Quelles animations proposez-vous pour le jeune public ?
ML : Il y a très régulièrement des ateliers créatifs, par exemple de pâte à modeler, ou encore « Expression d’impressions » : les enfants expriment sur du papier Canson ce qu’ils·elles ont ressenti et vu durant un film, à l’aide d’encre, de peinture, de craies grasses, etc. Nous proposons aussi des ateliers plus techniques : réalisation en stop motion (NDLR : image par image) ou table Mash’Up pour montrer l’importance du montage au cinéma (NDLR : il s’agit d’une table de montage qui permet de mixer en direct, grâce à des cartes interactives, extrait vidéos, musiques et bruitages, et d’enregistrer des voix de doublage avec un micro). Nous offrons également des lectures et des Ciné-philo pour échanger sur une oeuvre librement, des Ciné P’tit déj, ou encore des Ciné-goûters. Il y a aussi les Quarts d’heure du conteur, pour écouter une histoire en salle en lien avec le film qui suit. Chaque animation est pensée en lien avec le film programmé. Nous avons mis en place une nouveauté cette année : le Ciné anniversaire. Les enfants viennent fêter leur anniversaire après une séance le samedi. Les adultes accompagnant·es s’inscrivent pour récupérer des petits cadeaux et l’affiche du film. Il est possible de réserver un gâteau pour le goûter auprès de notre cafétéria.

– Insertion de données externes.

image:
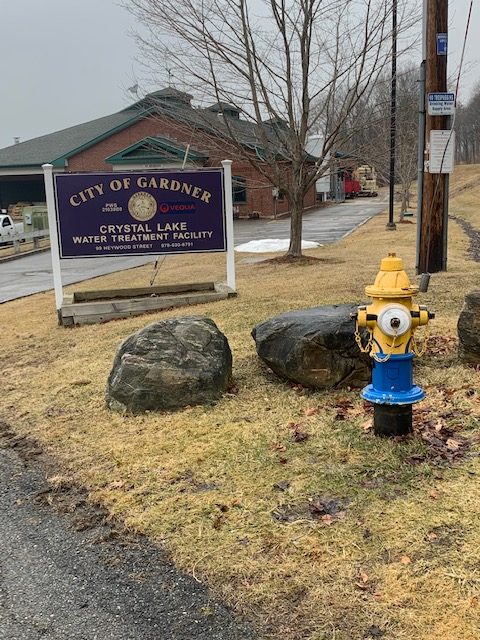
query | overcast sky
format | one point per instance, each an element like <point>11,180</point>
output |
<point>63,62</point>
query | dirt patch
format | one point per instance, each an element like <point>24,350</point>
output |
<point>473,235</point>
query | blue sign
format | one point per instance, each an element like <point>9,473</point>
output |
<point>140,213</point>
<point>442,40</point>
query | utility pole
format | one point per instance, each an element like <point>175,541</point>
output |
<point>393,122</point>
<point>432,237</point>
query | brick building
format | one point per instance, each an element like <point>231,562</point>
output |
<point>160,131</point>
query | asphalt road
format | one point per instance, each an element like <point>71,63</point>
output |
<point>33,274</point>
<point>67,573</point>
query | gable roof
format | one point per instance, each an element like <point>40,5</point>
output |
<point>55,147</point>
<point>218,120</point>
<point>157,150</point>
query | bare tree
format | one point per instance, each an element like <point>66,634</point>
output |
<point>272,61</point>
<point>467,128</point>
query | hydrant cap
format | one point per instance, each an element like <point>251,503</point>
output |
<point>391,281</point>
<point>391,263</point>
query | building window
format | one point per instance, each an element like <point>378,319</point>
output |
<point>239,190</point>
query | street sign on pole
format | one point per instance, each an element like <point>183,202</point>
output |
<point>442,43</point>
<point>441,104</point>
<point>442,147</point>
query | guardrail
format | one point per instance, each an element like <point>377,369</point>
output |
<point>36,236</point>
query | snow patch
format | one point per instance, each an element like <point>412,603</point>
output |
<point>271,246</point>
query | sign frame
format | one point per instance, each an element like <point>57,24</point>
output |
<point>441,103</point>
<point>442,151</point>
<point>52,197</point>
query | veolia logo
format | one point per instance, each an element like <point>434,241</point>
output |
<point>177,207</point>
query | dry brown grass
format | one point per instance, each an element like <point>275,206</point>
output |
<point>405,558</point>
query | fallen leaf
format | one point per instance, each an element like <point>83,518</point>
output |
<point>298,435</point>
<point>116,484</point>
<point>453,445</point>
<point>219,520</point>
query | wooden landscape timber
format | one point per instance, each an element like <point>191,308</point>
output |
<point>91,307</point>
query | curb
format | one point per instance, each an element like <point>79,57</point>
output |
<point>22,255</point>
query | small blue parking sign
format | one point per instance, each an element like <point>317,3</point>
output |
<point>442,40</point>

JM : Il serait impossible de proposer toutes ces actions pour le jeune public sans l’implication des bénévoles qui se mobilisent pour mener ces activités. Le tarif de notre abonnement 3-13 ans est vraiment tout doux pour rendre les séances accessibles à un maximum d’enfants et de parents.

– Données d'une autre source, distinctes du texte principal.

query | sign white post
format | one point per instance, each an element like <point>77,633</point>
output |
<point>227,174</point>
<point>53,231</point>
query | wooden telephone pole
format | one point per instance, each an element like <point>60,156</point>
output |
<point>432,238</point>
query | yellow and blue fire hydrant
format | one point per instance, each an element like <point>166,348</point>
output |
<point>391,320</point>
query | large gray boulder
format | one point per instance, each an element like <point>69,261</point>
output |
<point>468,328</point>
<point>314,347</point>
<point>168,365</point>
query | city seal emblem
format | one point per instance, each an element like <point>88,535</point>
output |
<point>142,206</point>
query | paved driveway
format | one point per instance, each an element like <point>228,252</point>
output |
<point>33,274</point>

Nous organisons pour les écoles les rencontres Courts d’Écoles qui permettent aux classes ayant réalisé un film au cours de l’année scolaire de le montrer sur grand écran lors d’une séance regroupant plusieurs écoles. Une séance publique est aussi organisée pour les parents.

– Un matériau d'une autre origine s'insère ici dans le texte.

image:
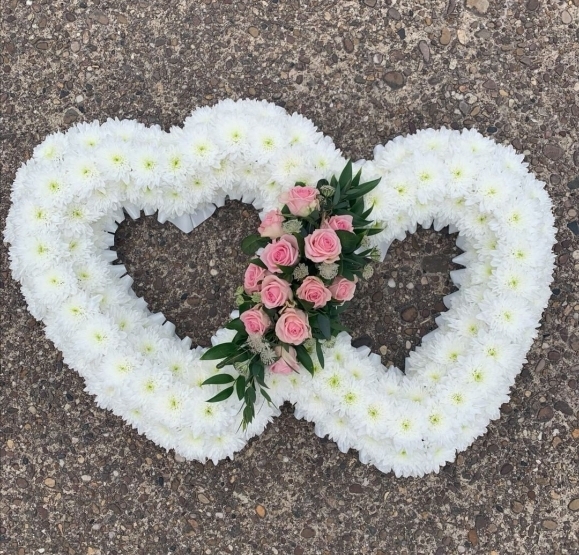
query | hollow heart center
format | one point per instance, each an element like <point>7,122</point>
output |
<point>192,278</point>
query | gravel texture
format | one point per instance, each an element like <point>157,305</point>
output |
<point>76,480</point>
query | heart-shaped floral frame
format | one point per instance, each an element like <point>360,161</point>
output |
<point>69,198</point>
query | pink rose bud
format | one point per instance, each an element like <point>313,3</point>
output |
<point>283,251</point>
<point>252,278</point>
<point>271,225</point>
<point>314,291</point>
<point>301,201</point>
<point>275,292</point>
<point>287,361</point>
<point>342,289</point>
<point>336,223</point>
<point>323,245</point>
<point>293,326</point>
<point>255,320</point>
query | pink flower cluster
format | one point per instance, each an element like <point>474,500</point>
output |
<point>321,246</point>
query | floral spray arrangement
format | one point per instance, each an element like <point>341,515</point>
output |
<point>308,258</point>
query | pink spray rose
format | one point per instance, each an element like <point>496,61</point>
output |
<point>271,225</point>
<point>314,291</point>
<point>342,289</point>
<point>255,320</point>
<point>283,251</point>
<point>336,223</point>
<point>287,361</point>
<point>275,292</point>
<point>301,201</point>
<point>323,245</point>
<point>293,326</point>
<point>252,278</point>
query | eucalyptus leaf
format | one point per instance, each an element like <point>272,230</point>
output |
<point>219,379</point>
<point>222,395</point>
<point>240,387</point>
<point>304,358</point>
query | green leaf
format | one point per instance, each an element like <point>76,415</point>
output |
<point>304,358</point>
<point>358,207</point>
<point>222,395</point>
<point>223,350</point>
<point>320,353</point>
<point>219,379</point>
<point>349,241</point>
<point>324,325</point>
<point>235,324</point>
<point>240,387</point>
<point>253,242</point>
<point>248,413</point>
<point>337,194</point>
<point>346,175</point>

Quels sont vos meilleurs souvenirs ?
JM : La venue de Michel Ocelot pour Dilili à Paris et celle des mascottes Pat et Mat pour fêter les 60 ans du cinéma !
ML : L’avant-première de Tout en haut du monde de Rémi Chayé, ainsi que celle de Léo, la fabuleuse histoire de Léonard de Vinci en présence de Jim Capobianco. Il a été adorable, nous avons pu échanger sur son travail et lui faire visiter notre cinéma ainsi que notre bibliothèque, c’était un beau moment de cinéma.